While the use of bracing to prevent PJK has not been studied, we do use cervical semi-rigid collars in our patients for 3 months postoperatively if the UIV is located in the upper thoracic spine. We believe that following this systematic approach helps lower the risk of PJK development. However, due to the multifactorial nature of this complication, further research is required to enhance our understanding and eradicate the pathology.

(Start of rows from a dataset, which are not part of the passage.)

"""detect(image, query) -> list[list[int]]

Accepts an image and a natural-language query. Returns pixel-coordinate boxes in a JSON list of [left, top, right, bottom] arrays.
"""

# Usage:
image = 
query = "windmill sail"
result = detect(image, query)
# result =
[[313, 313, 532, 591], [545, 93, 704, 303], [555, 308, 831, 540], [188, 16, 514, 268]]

Revision surgery for PJK: strategies and technical considerations

Revision surgery is not required for every patient that presents with PJK, and often can be monitored for severity progression and managed nonoperatively. Surgery for PJK is typically discussed if there is severe deformity, progressive deformity, ongoing or severe pain, or risk to the neural elements. Delaying treatment in the presence of neurologic deficits or subluxation at the proximal levels can lead to catastrophic outcomes; therefore, urgent surgical treatment in these cases is warranted. However, the timing of intervention is not well defined in the literature. In our practice, our preference is to perform an emergent surgical revision if there is subluxation between UIV and UIV − 1 and/or if there is presence of neurologic deficits. In most other non-urgent cases when PJK is first identified, a discussion with the patient is warranted. Once the nature and epidemiology of PJK are explained, the clinical presentation should be evaluated. If PJK is significantly adversely affecting the patient’s quality of life (i.e., causing pain, discomfort, radiculopathy), surgical options can be considered and discussed.

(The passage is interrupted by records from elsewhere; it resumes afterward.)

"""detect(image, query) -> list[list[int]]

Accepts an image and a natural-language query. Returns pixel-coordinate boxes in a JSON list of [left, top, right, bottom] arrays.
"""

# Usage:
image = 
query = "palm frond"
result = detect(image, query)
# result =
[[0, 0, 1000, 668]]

Selection of levels when preparing for revision surgery in case of PJK is based on multiple factors. The UIV is chosen to be at least 2 or 3 levels proximal to the level of junctional kyphosis. However, often a longer proximal extension of the construct may be required. In general, we avoid having a UIV close to the apex on the main thoracic or proximal thoracic kyphosis. We prefer to include areas of increased kyphosis in the revision fusion construct. We also choose our UIV such that the new preoperative junctional angle is either neutral or lordotic.

The amount of correction required during a revision surgery for PJK is also determined on a case-by-case basis. The need for osteotomies, and which type of osteotomies, is determined based on the patient’s current alignment, the alignment goals, and the rigidity of the spine where the correction needs to be performed. In patients with PJK due to overcorrection or hyperlordosis, we attempt to decrease the lumbar lordosis by performing posterior column osteotomies, when possible, and performing distraction across those sites to reduce the lordosis and achieve a more balanced spine. If there is circumferential fusion, then a 3-column osteotomy is needed to decrease the lordosis. Similarly, patients that lack adequate lordosis may need posterior column or 3-column osteotomies to improve the lordosis.

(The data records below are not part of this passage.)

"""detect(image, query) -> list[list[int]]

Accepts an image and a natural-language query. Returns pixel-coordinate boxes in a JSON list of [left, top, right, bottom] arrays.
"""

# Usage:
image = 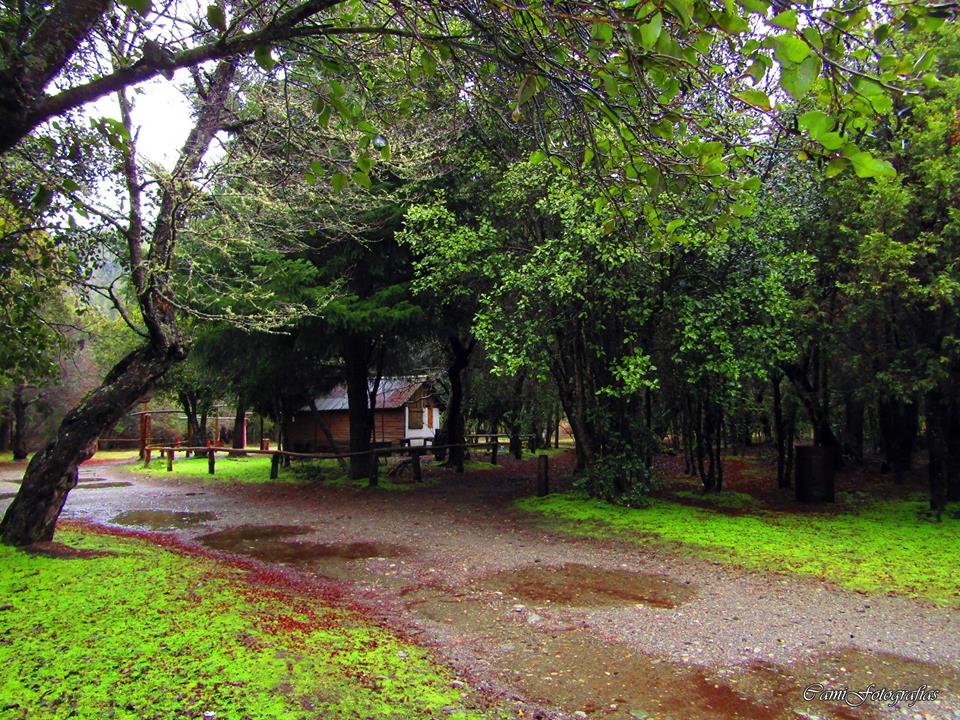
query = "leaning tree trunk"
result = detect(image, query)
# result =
[[0, 60, 236, 545], [13, 383, 27, 460], [343, 336, 373, 480], [0, 346, 176, 545]]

If a patient is treated acutely with surgery after development of PJK, simple posterior column osteotomies at the site of PJK may suffice to achieve adequate correction. However, in rigid PJK or in patients with neurological compromise, a 3-column osteotomy may be needed to correct the deformity and to achieve adequate decompression of the neural elements.

Realignment goals in revision surgery for PJK are similar to the goals for primary surgery in adult spinal deformity patients. Every effort is made to identify the etiology that may have led to development of PJK in order to optimize those factors during the revision procedure.

Conclusions

The goal of adult spine deformity surgery is to optimize patient outcomes and mitigate postoperative complications whenever possible. While particular studies in the current literature may ascertain certain variables as significantly associated with the development of proximal junctional kyphosis where other studies do not, it is imperative to note that they are not all one in the same. Different patient populations, outcome variables assessed, statistical methodology, surgeon/surgical characteristics, etc. often make these analyses not completely comparable nor generalizable. Patient optimization is the principal guideline in not only PJK prevention, but overall postoperative complication prevention.